Big 4 accounting firm KPMG LLP will pay $50 million to settle SEC allegations that it altered past audit work after receiving stolen information from the PCAOB, which the SEC oversees, Bloomberg reported.

According to a June 17 statement, KMPG admitted wrongdoing and agreed to hire an independent consultant to review its internal controls. “KPMG’s ethical failures are simply unacceptable,” SEC Chairman Jay Clayton said in the statement. “The resolution the enforcement division has reached holds KPMG accountable for its past failures and provides for continuing, heightened oversight to protect our markets and our investors.”

The fine stems from what was called a “steal the exam” scheme, from 2015 to 2017, in which KPMG professionals and former PCAOB employees worked together to help the firm, which had suffered a high rate of deficiencies.
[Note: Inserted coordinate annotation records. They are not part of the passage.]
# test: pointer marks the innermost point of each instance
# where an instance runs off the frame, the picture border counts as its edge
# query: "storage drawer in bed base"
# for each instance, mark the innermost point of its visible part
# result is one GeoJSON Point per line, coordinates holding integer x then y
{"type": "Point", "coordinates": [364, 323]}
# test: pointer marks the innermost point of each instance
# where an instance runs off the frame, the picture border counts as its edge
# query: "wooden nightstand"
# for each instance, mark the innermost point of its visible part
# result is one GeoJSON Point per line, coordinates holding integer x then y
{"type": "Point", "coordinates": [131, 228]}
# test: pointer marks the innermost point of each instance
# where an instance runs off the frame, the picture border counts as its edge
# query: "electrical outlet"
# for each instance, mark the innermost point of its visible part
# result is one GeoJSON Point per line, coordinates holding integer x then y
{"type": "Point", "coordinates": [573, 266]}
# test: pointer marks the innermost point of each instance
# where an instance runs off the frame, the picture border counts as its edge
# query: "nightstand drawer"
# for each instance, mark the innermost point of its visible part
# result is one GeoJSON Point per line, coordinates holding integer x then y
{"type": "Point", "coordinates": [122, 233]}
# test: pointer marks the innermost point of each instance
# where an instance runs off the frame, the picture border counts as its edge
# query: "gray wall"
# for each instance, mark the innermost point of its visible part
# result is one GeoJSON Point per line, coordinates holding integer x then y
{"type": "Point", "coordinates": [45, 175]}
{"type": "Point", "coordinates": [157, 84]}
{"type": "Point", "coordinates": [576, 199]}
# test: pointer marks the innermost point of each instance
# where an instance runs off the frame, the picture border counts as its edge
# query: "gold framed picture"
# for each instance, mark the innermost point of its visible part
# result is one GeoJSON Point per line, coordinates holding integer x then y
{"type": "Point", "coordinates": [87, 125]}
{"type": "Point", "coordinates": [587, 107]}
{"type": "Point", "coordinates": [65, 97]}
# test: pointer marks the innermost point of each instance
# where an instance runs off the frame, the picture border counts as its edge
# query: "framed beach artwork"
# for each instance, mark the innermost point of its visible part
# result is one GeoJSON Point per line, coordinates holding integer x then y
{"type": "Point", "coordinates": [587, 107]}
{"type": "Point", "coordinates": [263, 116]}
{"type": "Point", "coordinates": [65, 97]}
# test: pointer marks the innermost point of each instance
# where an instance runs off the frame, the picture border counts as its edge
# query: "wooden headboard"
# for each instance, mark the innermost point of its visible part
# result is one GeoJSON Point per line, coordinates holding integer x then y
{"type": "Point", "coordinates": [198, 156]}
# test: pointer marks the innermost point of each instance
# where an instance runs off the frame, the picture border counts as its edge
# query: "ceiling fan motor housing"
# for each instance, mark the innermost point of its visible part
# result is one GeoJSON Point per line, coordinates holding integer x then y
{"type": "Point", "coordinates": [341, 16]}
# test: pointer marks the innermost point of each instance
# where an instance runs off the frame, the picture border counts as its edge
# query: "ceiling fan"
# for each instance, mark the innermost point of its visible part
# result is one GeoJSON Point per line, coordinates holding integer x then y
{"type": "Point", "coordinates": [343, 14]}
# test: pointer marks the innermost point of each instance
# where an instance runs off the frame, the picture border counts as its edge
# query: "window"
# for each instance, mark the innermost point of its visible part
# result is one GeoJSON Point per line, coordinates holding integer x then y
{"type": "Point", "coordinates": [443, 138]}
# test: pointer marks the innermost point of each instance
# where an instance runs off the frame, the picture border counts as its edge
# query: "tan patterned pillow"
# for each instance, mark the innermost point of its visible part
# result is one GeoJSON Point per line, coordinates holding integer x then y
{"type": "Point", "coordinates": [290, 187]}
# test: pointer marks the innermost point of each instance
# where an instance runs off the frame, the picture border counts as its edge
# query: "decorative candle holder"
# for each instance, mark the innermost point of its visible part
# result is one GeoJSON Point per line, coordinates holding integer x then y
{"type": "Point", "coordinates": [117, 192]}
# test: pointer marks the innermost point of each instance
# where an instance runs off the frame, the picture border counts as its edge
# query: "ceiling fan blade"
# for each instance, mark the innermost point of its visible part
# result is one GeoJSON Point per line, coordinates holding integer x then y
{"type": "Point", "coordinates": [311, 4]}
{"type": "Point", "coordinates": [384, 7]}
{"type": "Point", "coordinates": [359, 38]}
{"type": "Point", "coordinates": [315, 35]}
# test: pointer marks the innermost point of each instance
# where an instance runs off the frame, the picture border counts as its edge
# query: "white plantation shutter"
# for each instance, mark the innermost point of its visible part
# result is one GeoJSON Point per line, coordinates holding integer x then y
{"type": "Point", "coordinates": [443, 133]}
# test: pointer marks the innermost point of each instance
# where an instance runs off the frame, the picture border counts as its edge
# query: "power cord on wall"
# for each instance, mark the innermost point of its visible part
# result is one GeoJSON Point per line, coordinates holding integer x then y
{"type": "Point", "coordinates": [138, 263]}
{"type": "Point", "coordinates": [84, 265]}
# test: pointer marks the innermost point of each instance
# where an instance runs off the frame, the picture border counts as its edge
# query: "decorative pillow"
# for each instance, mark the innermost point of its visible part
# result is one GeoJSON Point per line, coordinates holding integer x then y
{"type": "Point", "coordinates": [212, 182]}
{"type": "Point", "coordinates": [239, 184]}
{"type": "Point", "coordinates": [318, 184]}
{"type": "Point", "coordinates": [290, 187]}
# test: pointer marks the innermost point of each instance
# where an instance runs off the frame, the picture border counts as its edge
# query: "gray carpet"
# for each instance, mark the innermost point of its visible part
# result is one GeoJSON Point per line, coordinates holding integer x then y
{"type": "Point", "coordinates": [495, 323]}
In the end, six KPMG professionals were dismissed after an investigation found they tried to obtain confidential information that would reveal which audits the PCAOB planned to review in its annual inspections. “With the data, the former employees oversaw a program to revise certain audits to reduce the likelihood government inspectors would find shortfalls,” Bloomberg reported.

The investigation resulted in January 2018 criminal charges against three former PCAOB officials, who went on to work for KPMG, of stealing information tied to PCAOB exams.

In an email statement, a company spokesperson said KPMG has learned important lessons and is a stronger firm because of steps taken to improve its culture, governance and compliance program. The SEC says its probe is continuing.